Let’s start at the Finnish

It’s a new year which comes with new resolutions. However, my resolution isn’t new. It has been my ambition for many years to learn Finnish. Why Finnish, a notoriously complicated language with 15 cases belonging to the obscure Finno-Ugric language group? The most obvious reason is that my mother is Finnish, but I think the real reason is my love of learning.

There is a joy to be in the classroom learning new things, grappling with new concepts and developing new skills. There is also the thrill of succeeding and making progress; feeling the sense of accomplishing something worthwhile. I’m sure that many teachers have felt the highs of learning and perhaps joined the profession to enable others to feel the same.

Did I already mention that Finnish is very difficult language? While there are highs in learning the language, there are also many lows: trying to learn vocabulary that bears no relation to English, choosing the correct ending for every noun you utter and trying to pronounce combinations of tongue-twisting vowels. Don’t even get me started on consonant gradation!

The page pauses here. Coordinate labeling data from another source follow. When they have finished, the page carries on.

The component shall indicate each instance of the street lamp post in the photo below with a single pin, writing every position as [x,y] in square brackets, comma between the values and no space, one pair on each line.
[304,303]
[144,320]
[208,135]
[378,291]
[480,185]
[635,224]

As teachers, we naturally find our own subjects easy and we can forget what is like to be the learner in the classroom. Going back into the classroom and encountering problems and challenges can remind us that learning can be tough and slow-going. It allows us to empathise with our pupils, but more importantly to develop the strategies which we can share to help our pupils persevere and move forward from failure.

Teachers should never stop learning. I firmly believe that only learners can become effective teachers. How can you teach effectively if you can’t remember the joys and challenges of learning? Teachers don’t even need to take up a new subject or skill as there is much to be learned about teaching itself. There is no excuse for teachers not to undertake CPD, whether it is through INSET days, book groups or Teach Meets. Doing the learning is just as important as what we learn.

On Monday, I start attending Finnish lessons. When I’m finding it tricky to stick with my resolution, I should remember that I can’t expect my pupils to persevere, if I don’t.